OpenMined / Threepio

A multi-language library for translating commands between PyTorch, TensorFlow, and TensorFlow.js
Other
56 stars 15 forks source link

Incorrect mapping of pytorch functions having underscores. #143

Open hafenkran opened 3 years ago

hafenkran commented 3 years ago

Description

Yesterday I discovered a possible bug in the lookup of pytorch functions while doing some of the examples from your PySyft repository (Part 8). I was able to track down the error to this library. The problem is about the mapping of pytorch functions with underscores (e.g. log_softmax).

By executing the code from "How to Reproduce", I get the following exception:

KeyError                                  Traceback (most recent call last)
<ipython-input-66-70a2e7eff419> in <module>()
     17 
     18 # translate the command
---> 19 translated_cmd = threepio.translate(cmd, lookup_command=True)
     20 translated_cmd[0].execute_routine()

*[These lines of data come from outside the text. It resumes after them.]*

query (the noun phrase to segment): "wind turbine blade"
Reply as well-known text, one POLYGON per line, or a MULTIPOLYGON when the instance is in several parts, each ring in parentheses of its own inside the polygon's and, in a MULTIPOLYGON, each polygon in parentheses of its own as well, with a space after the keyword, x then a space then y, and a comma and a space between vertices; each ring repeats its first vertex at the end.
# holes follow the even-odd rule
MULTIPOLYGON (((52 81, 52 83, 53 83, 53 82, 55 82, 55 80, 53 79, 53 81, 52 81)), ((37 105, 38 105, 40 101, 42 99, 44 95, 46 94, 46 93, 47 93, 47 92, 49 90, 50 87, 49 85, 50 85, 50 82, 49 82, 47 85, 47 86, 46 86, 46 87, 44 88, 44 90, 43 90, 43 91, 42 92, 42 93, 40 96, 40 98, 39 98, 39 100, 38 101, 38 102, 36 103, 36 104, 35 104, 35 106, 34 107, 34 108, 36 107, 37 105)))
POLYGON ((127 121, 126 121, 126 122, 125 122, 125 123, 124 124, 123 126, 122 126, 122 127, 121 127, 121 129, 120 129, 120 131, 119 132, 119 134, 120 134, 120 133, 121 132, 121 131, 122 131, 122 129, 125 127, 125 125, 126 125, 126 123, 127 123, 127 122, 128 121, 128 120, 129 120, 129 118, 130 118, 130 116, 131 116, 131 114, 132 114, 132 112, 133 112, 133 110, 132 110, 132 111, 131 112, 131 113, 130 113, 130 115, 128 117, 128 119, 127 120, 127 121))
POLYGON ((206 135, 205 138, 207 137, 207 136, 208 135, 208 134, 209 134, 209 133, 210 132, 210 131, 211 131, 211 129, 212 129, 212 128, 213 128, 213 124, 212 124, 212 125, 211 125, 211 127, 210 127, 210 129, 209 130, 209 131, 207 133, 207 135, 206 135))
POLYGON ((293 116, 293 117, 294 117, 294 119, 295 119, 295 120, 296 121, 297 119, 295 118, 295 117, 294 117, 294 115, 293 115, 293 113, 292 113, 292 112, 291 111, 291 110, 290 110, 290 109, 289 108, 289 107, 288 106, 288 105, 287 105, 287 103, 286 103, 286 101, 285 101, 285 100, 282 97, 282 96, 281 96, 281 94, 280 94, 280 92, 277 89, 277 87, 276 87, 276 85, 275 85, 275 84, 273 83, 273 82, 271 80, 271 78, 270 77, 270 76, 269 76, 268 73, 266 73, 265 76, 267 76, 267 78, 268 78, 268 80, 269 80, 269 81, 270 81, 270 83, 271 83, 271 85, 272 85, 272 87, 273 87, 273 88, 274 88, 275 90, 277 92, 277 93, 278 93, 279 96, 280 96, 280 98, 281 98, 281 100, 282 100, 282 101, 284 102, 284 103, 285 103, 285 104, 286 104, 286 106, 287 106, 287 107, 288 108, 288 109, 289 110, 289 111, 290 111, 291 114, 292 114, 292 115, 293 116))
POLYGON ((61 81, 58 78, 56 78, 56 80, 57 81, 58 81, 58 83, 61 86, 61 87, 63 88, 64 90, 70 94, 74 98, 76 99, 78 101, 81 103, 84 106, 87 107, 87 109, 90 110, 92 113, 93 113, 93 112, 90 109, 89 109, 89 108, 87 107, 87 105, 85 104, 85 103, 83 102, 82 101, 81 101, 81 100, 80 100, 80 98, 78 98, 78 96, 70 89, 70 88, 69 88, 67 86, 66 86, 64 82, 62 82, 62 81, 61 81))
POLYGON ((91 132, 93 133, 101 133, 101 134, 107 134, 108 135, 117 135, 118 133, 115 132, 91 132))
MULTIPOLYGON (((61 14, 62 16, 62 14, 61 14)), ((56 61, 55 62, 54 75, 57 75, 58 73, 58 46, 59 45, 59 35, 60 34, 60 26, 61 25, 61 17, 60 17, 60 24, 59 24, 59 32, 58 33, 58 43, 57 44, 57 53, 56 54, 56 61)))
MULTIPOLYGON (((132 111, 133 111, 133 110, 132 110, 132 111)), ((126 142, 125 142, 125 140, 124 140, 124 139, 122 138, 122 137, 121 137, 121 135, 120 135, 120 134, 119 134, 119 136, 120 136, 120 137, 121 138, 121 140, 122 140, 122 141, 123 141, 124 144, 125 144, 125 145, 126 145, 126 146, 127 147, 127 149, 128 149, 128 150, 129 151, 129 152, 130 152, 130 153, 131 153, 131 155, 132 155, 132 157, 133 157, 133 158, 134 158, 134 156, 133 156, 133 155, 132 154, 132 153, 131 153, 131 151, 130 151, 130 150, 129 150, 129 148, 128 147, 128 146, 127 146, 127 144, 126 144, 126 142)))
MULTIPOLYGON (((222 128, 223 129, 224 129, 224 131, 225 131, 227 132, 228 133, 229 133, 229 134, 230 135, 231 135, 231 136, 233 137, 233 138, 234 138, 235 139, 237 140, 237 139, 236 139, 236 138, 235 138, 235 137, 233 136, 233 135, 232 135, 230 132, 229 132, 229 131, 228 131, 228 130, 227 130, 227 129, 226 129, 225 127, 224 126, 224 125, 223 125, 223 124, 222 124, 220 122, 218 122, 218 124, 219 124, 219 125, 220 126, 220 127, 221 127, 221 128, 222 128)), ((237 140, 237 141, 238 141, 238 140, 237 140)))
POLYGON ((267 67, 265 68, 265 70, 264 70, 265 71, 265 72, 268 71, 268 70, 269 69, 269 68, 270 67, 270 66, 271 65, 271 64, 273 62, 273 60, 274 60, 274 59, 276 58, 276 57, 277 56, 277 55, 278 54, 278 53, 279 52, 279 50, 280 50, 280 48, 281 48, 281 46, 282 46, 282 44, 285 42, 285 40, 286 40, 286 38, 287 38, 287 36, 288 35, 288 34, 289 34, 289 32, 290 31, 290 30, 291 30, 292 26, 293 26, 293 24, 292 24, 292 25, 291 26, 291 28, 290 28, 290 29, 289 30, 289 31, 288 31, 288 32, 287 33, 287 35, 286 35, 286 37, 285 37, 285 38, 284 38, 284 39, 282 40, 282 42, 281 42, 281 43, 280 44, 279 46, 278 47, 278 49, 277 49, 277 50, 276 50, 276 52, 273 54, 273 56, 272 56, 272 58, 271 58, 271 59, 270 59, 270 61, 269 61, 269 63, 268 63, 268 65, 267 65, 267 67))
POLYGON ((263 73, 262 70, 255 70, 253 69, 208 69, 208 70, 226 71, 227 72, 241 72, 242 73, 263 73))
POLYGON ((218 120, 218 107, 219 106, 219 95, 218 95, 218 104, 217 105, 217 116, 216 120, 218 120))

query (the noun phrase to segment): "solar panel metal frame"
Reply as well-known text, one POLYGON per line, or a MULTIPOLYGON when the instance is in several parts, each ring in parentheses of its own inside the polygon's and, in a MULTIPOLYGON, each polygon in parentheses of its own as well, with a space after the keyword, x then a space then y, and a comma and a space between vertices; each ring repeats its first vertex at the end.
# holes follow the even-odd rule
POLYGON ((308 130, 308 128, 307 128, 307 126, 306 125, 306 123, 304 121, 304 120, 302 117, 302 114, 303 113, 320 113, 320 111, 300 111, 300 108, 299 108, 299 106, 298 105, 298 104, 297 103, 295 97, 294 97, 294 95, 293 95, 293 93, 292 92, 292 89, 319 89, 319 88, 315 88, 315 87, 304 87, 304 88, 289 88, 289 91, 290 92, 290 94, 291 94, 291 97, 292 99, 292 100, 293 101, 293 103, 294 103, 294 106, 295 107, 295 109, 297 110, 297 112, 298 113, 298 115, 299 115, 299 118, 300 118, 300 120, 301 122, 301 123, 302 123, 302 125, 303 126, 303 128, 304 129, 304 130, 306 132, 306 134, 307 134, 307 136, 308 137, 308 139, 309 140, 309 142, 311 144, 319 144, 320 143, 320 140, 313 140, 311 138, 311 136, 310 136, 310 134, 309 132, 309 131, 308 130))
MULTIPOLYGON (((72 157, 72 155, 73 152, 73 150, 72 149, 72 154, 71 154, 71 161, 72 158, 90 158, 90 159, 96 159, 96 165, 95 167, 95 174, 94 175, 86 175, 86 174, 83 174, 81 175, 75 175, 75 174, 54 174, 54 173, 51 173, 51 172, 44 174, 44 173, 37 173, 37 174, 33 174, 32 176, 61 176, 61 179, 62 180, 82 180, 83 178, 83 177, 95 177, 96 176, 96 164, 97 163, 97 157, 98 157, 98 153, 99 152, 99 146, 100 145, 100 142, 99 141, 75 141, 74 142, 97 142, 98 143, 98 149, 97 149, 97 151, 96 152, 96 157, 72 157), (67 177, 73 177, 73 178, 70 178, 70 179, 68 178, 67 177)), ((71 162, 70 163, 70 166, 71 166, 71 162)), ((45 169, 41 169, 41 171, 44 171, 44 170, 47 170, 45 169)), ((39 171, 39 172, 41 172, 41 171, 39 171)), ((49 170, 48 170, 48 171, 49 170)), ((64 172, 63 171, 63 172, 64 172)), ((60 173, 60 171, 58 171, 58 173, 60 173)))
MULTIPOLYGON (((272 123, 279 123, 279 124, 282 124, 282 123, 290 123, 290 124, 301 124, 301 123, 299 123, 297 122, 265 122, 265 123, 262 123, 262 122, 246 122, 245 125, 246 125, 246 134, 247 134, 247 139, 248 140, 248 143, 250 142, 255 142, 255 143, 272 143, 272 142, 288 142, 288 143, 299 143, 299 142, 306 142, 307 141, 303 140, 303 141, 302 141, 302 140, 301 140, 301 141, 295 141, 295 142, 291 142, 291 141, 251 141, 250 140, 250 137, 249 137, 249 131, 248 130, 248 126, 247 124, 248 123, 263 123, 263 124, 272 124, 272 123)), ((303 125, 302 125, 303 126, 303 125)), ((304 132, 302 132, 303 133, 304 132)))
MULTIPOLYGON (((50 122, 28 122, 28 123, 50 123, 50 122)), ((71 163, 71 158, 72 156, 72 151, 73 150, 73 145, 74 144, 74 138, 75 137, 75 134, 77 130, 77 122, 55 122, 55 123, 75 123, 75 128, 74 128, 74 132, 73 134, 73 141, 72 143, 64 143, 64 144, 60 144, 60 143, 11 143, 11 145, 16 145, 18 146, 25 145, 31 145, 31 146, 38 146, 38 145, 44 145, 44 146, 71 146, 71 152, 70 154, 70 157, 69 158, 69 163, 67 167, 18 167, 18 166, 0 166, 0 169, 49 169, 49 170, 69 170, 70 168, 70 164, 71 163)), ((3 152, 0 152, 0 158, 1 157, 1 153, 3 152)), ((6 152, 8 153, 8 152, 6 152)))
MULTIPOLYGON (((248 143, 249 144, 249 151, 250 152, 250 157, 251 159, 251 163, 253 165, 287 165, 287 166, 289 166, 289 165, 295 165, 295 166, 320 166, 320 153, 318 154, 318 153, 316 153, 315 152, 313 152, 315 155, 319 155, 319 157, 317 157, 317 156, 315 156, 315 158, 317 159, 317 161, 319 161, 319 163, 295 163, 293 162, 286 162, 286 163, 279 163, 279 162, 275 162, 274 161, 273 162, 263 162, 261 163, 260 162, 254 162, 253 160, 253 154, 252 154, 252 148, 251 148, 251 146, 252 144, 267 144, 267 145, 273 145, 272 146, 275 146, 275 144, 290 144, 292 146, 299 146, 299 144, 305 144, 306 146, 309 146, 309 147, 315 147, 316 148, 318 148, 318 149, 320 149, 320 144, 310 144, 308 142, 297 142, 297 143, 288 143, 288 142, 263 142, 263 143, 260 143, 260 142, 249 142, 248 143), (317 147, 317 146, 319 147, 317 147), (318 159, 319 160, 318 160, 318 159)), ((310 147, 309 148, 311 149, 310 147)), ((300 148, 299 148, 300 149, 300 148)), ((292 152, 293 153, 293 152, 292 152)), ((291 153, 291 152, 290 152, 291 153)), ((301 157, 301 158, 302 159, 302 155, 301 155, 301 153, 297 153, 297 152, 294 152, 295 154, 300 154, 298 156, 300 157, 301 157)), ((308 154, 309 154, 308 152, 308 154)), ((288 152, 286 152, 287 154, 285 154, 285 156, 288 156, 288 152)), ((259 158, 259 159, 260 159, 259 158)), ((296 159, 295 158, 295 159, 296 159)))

/usr/local/lib/python3.6/dist-packages/pythreepio/threepio.py in translate(self, cmd, lookup_command)
    106     def translate(self, cmd: Command, lookup_command: bool = False) -> List[Command]:
    107         from_info = self.commands[self.from_lang][
--> 108             self._normalize_func_name(cmd.function_name, self.from_lang)
    109         ]
    110         if len(from_info) > 1:

KeyError: 'logsoftmax'

The problem here is that the "logsoftmax" function cannot be found in the dictionary while I was looking for "log_softmax". However, there exists an entry for "log_softmax" in the lookup dictionary (I debugged into self.command).

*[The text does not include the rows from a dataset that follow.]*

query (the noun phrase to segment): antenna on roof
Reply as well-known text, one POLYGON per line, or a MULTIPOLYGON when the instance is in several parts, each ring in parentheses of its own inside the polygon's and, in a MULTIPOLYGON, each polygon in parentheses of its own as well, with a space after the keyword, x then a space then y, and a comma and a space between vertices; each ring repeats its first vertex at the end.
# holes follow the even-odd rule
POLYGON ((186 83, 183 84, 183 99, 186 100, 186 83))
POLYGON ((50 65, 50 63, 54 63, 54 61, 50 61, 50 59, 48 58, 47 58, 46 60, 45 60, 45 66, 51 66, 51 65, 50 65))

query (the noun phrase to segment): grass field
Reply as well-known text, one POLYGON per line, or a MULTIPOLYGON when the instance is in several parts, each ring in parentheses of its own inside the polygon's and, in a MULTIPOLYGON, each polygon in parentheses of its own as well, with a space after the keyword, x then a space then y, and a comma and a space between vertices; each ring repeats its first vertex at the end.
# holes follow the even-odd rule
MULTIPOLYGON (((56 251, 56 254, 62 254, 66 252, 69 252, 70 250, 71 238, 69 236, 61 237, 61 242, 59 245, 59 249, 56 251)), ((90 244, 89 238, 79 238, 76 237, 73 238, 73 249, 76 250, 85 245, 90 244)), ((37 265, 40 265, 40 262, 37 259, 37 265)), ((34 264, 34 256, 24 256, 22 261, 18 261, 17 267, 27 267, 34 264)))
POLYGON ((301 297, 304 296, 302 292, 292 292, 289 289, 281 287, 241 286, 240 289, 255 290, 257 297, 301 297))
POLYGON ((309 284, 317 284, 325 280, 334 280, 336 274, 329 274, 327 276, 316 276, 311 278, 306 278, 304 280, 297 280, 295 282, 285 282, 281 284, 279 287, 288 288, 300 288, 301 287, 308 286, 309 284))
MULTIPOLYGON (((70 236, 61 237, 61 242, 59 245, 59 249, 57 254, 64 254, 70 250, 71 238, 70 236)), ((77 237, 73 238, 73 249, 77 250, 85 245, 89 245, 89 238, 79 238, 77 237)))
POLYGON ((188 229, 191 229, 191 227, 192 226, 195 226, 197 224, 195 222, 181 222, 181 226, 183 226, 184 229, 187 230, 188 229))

There are two possible reasons for this. First, it is intended that the _normalize_func_name() method always removes underscores by applying a regex.sub("", func_name) with r"[^a-zA-Z]" as the regex. In this case, the pythreepio/static/mapped_commands_full.json - which is used to populate the self.commands dictionary - is wrong. I was also able to track down some commit that introduced the underscores issue into the mapped_commands_full.json (formerly named mapped_commands.json - see here: https://github.com/OpenMined/Threepio/commit/ad3bc159d23afa6d22784c65edc83935c40f3b1c) Second, it is now wanted to support functions with underscores (like the new mapped_commands_full.json is listing). Then, however, the _normalize_func_name() method needs to be adjusted by, for instance, applying a regex like r"[^a-zA-Z_]", because otherwise commands having underscores (e.g. log_softmax) will not get mapped.

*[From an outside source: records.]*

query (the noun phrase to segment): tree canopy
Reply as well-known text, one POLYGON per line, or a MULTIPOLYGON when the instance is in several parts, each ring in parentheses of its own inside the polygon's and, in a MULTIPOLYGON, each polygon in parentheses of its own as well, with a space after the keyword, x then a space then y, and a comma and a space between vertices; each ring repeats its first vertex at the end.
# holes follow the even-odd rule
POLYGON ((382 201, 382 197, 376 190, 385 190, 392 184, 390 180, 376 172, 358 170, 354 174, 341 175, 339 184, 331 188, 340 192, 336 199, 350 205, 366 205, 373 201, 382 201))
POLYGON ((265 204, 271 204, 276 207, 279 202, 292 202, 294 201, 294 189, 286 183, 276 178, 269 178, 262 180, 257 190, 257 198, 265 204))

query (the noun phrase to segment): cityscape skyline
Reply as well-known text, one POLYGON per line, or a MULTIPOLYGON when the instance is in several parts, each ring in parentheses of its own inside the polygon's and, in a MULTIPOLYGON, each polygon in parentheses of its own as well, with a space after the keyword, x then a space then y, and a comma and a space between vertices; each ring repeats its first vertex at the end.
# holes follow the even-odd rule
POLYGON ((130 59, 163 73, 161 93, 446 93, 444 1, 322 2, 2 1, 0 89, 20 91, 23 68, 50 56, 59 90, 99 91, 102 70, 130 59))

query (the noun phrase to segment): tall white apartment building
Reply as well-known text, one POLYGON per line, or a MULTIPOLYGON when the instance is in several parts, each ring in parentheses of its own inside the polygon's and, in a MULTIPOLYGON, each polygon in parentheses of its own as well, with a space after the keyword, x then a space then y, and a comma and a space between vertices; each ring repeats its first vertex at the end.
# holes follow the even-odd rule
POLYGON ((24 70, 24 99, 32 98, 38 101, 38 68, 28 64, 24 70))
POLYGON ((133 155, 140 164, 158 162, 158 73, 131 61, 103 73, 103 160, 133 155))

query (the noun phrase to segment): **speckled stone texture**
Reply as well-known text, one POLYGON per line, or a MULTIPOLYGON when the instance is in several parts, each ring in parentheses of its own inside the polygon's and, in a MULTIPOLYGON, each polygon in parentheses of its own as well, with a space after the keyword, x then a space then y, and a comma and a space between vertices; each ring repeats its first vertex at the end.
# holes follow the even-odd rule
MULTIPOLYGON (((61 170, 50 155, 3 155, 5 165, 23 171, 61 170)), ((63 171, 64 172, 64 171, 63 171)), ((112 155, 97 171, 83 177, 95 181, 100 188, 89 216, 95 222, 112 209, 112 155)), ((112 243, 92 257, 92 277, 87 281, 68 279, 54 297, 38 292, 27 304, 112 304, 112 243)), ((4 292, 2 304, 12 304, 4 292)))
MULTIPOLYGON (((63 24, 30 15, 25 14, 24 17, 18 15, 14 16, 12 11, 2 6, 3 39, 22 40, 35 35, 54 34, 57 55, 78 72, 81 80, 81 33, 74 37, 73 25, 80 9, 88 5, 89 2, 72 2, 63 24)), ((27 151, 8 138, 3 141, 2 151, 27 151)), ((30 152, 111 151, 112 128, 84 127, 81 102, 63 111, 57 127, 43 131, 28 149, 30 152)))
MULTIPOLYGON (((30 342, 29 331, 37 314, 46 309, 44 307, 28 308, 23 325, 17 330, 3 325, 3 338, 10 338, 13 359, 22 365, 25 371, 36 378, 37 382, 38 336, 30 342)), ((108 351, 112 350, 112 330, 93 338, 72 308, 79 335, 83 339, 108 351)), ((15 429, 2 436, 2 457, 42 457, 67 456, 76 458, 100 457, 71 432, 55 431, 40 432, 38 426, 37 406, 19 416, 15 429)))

What would be the correct way to fix this?

How to Reproduce

Either making use of Part 8 in the PySyft example section or by executing the following example:

import tensorflow as tf
import torch.nn.functional

from pythreepio.threepio import Threepio
from pythreepio.command import Command

threepio = Threepio("torch", "tf", tf)

args = [
       tf.constant([[1., 0.], [0., 1.]]),
       tf.constant([[0., 1.], [1., 0.]])
]

kwargs = {}
# corresponding to torch.nn.functional.log_softmax
cmd = Command("log_softmax", args, kwargs)

# translate the command
translated_cmd = threepio.translate(cmd, lookup_command=True)
translated_cmd[0].execute_routine()

Expected Behavior

Functions that have an underscore get mapped correctly.

Screenshots

-

System Information

I think it doesn't matter.

Additional Context

Add any other context about the problem here.